Elsewhere in the city, a roadside bomb missed its police patrol target, killing two Iraqi civilians and wounding two others and gunmen opened fire on a separate police patrol, wounding two officers, al-Khalidi said.

Two civilian bystanders were wounded when a roadside bomb aimed at a police patrol exploded south of Baqouba, 35 miles northeast of Baghdad, army Brig. Hamid Al-Timimi said.

An audiotape released Friday by one of America's most-wanted insurgents, Abu-Musab al-Zarqawi, warned President Bush there was more bloodshed to come. In Washington, an intelligence official said the tape appeared to be genuine.

"You, Bush, we will not rest until we avenge our dignity," the speaker said on the audiotape that was posted on the Internet. "We will not rest while your army is here as long as there is a pulse in our veins."
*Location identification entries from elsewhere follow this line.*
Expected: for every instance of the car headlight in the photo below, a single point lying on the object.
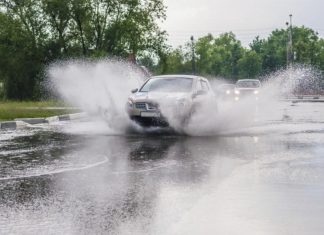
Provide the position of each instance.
(182, 102)
(130, 103)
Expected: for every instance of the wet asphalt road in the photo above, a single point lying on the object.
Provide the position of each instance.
(262, 179)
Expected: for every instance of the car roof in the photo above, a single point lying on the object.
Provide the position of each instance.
(179, 76)
(248, 80)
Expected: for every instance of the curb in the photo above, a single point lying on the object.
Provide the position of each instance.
(25, 122)
(32, 121)
(13, 125)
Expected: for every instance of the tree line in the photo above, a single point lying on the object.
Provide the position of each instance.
(224, 56)
(35, 33)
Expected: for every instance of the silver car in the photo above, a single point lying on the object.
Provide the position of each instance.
(162, 98)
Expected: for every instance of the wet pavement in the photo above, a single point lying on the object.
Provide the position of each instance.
(263, 179)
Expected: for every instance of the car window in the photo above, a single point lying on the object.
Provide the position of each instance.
(174, 84)
(248, 84)
(204, 85)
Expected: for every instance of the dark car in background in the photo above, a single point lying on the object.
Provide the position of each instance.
(247, 88)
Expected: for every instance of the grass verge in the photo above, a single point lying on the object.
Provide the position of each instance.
(9, 110)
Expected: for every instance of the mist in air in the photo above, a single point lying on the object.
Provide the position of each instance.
(101, 89)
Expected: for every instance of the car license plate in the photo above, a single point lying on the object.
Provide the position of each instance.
(150, 114)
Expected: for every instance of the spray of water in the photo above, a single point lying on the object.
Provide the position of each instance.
(101, 88)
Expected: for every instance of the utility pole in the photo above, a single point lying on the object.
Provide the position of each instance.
(193, 55)
(290, 52)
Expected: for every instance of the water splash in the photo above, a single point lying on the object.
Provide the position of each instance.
(101, 88)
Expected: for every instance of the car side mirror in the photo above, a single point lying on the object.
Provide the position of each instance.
(199, 93)
(134, 90)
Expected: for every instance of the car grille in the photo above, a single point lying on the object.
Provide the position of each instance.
(141, 106)
(146, 106)
(246, 92)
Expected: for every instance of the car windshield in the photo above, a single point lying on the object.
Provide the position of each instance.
(175, 84)
(248, 84)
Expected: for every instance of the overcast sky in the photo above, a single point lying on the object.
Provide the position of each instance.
(246, 18)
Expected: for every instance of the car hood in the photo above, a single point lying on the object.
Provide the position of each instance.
(247, 89)
(159, 96)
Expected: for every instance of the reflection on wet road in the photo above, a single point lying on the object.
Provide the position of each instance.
(267, 179)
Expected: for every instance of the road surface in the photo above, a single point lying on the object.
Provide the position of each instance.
(71, 178)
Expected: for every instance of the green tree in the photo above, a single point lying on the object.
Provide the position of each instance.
(250, 65)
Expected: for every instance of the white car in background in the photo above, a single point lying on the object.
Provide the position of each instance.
(162, 97)
(247, 88)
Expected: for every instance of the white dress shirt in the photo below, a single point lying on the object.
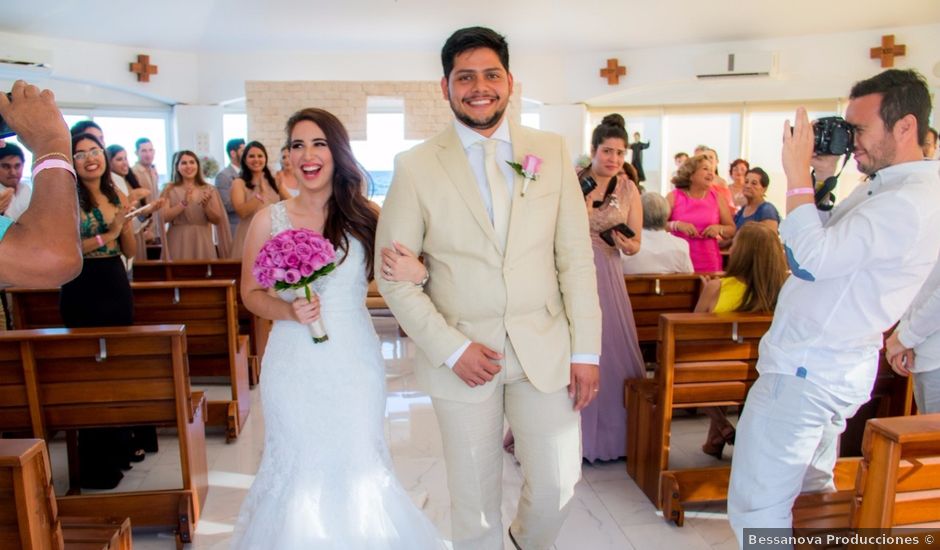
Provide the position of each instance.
(661, 252)
(853, 277)
(20, 201)
(473, 146)
(919, 329)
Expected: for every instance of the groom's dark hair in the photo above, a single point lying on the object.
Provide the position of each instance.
(472, 38)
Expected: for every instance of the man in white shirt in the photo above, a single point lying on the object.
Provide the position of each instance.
(914, 346)
(14, 194)
(854, 274)
(662, 252)
(224, 179)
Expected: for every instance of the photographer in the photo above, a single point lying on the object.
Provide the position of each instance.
(41, 248)
(853, 275)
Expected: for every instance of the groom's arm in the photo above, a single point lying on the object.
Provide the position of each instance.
(574, 260)
(402, 219)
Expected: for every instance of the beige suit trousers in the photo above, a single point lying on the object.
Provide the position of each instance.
(547, 431)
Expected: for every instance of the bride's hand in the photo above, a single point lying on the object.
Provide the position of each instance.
(401, 264)
(306, 312)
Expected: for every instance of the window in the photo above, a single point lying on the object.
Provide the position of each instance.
(385, 138)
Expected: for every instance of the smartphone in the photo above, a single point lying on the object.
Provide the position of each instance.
(608, 237)
(5, 130)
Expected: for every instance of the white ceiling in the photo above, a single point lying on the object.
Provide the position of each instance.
(532, 26)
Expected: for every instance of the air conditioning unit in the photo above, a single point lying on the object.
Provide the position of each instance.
(736, 65)
(24, 63)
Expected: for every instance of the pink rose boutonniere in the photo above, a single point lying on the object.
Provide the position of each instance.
(529, 170)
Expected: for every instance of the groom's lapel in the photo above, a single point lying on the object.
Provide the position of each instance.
(454, 160)
(522, 145)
In separate statements, posted on a Web site known for its militant content, al-Zarqawi's al-Qaida in Iraq group claimed responsibility for two of Friday's most deadly assaults - four suicide car bombings in one Baghdad neighborhood and four more bombings in Madain, south of the capital. The claims could not be verified.

Despite Friday's bloody toll, the U.S. military maintained that attacks are diminishing overall in Iraq.

Erdogan opened a meeting of foreign ministers from Jordan, Syria, Kuwait, Iran, Turkey, Saudi Arabia and Egypt, expressing concern about Iraq's new government and fear that Iraq's violence could spread to the region.

"Iraq cannot be a place where one entity prevails over the others, nor can it be a place divided up as desired," Erdogan said in Istanbul. "Such attempts will meet the reaction of the countries of the region and the international community.

Shiites make up 60 percent of Iraq's 26 million people. The Kurds make up 20 percent, and the Sunni Arabs, who largely stayed away from the elections either in boycott or for fear of attacks, are roughly 15 percent to 20 percent.

The U.S. military also said four U.S. soldiers were killed and two wounded Thursday when a Task Force Freedom convoy was hit by a roadside bomb in Tal Afar city, 90 miles east of the Syrian border, the military said in a brief statement. It did not explain why the casualties were not announced earlier.

Elsewhere, four U.S. soldiers in a convoy were wounded when their Humvee rolled into a ditch late Friday night near Abu Ghraib prison, west of Baghdad, the U.S. military said Saturday.

The names of the soldiers were being withheld pending notification of relatives. At least 1,579 members of the U.S. military have died since the Iraq war started in March 2003, according to an Associated Press count.

Separately, U.S. Marines operating near Fallujah, 40 miles west of Baghdad, found and destroyed two such caches, including blasting caps, mortars, an anti-aircraft rocket system and rocket-propelled grenades on Friday, the U.S. military said.